What It Is
A tag that shows the user’s geographic region (e.g., province or country), when they comment or post.
Civic Signal Being Amplified
When To Use It
What Is Its Intended Impact
Regional identity tags aim to encourage more civil behavior by prompting users to act in ways that reflect well on their community and so self-regulate.
Evidence That It Works
Evidence That It Works
Shao et al. (2026) conducted a natural experiment on TikTok (Douyin) that leveraged the platform’s rollout of IP-based regional identity tags in 2022 (following regulation from the Chinese government). The study compared the impoliteness of comments posted before the policy rollout with those posted afterward, using a “regression discontinuity” model. The authors measured impoliteness using a score (ranging from 0 to 4) that added four dimensions of uncivil language: profanity, negative sentiment, indirect rudeness, and disguised profanity.

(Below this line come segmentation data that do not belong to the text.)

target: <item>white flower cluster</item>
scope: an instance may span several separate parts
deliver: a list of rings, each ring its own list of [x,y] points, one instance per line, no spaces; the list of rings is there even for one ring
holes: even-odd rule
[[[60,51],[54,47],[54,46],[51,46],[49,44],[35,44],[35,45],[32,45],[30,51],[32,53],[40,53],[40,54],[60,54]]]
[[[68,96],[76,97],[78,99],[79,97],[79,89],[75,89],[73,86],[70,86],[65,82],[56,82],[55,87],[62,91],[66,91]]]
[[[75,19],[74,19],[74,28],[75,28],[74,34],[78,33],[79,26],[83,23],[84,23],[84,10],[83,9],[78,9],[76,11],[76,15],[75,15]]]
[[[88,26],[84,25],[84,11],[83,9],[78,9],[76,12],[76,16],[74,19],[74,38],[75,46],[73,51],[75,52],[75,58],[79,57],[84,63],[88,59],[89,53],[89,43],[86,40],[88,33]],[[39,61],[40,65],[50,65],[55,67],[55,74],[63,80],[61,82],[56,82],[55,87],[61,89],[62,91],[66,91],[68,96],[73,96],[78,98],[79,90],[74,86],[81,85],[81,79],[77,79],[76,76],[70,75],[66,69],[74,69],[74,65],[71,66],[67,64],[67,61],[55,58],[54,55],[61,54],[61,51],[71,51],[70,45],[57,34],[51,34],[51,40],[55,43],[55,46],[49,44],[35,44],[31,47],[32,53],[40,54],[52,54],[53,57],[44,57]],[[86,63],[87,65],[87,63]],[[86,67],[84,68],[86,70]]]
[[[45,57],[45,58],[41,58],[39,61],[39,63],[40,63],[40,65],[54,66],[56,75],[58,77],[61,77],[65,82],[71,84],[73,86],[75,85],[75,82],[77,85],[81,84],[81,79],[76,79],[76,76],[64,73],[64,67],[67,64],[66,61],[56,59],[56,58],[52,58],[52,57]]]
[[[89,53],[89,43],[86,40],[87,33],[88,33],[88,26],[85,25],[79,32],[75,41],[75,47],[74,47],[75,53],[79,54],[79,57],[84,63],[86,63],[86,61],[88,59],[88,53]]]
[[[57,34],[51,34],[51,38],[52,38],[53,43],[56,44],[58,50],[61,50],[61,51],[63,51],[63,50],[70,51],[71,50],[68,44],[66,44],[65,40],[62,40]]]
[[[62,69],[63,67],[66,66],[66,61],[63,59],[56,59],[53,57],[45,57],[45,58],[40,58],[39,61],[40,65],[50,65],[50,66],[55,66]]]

The results showed a significant and immediate decline in impoliteness following the introduction of the tags (looking at ±30 days around the cutoff), a decline that intensified over time. (Note: all effects we include are statistically significant, unless otherwise stated.) The core findings were also replicated in additional analyses that controlled for the content topics of the posts.

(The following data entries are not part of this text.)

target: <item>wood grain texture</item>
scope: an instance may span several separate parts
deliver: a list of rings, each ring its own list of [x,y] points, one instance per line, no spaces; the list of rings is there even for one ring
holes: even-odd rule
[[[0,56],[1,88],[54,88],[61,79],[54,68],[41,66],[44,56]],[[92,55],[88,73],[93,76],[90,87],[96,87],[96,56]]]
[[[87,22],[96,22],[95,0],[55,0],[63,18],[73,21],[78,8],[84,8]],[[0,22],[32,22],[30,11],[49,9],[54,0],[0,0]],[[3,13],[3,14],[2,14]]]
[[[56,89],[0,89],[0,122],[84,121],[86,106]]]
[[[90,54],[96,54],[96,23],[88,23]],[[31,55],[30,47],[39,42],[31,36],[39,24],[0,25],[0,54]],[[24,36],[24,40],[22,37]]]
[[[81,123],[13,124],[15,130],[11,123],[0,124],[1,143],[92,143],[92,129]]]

A separate mediation analysis found that the tags increased civility by priming self-regulation and a sense of perceived responsibility toward one’s regional group. Notably, the effect was not driven by a reduction in perceived anonymity, which runs counter to a common assumption that the primary mechanism through which identity disclosure improves behavior is de-anonymization. The findings suggest a social identity mechanism instead: when group membership is made salient, individuals are motivated to behave in ways that reflect well on their group.
Although the reported results are promising, there are limitations to consider. The study was conducted on a Chinese platform in a context characterized by strong state control of information and collectivist cultural norms, both of which may have amplified the intervention’s effectiveness. On the other hand, social identity mechanisms are robust across cultural contexts, so generalization remains a reasonable expectation. The mandatory location disclosure policy also raises privacy and legal concerns that could impede adoption elsewhere.
Why It Matters
Hostile and impolite language can discourage participation, erode trust in online communities, and contribute to polarization. Most platform responses to incivility have focused on content moderation: removing or penalizing harmful speech after the fact. Regional identity tags aim to prevent incivility at the point of expression by making users more aware of their social identity and how their content reflects on their group. This type of design intervention could complement existing moderation strategies and help platforms foster more civil discourse at scale.